Why Whisper accuracy is lower when using whisper API than using OpenAI API?

An audio with a speech recording was used for ASR (speech recognition) using OpenAI (openai.Audio.transcribe() method) having a WER of 9%.
The same audio was processed using the Whisper API, using as model whisper-large-v2 (the latest model as stated) , with model.transcribe() method, and the result was a WER of 25% !
What is the difference ? According to the API documentation, OpenAI API Audio uses exactly the same whisper-large-v2 model. Is there any prompt engineering applied to the standard OpenAI API method?
How to reproduce the same model/results from OpenAI API but using the Whisper API?

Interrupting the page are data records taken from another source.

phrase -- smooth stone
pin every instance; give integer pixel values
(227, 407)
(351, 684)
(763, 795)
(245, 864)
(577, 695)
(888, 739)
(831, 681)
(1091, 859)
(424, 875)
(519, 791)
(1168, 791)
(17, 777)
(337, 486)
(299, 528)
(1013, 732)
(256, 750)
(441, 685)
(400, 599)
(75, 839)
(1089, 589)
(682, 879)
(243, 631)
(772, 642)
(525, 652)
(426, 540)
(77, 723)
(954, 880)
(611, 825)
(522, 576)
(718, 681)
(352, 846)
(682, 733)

Thanks in advance for your help.


Joao Paulo Lirani

It could be multiple things. The OpenAI API may load the model with different parameters, such as anything that affects the processing or accuracy, may be the main thing. I obviously do not know how exactly they are processed, just a guess.

1 Like

How do I use whisper-large-v2?

I think I read on their documentation only V1 is available currently. How do you know you are using it?

Can you let me know? Thanks!! :slight_smile:

If you call the Speech-to-Text API you will get a return from Whisper v2.

The Audio API provides two speech to text endpoints, transcriptions and translations, based on our state-of-the-art open source large-v2 Whisper model.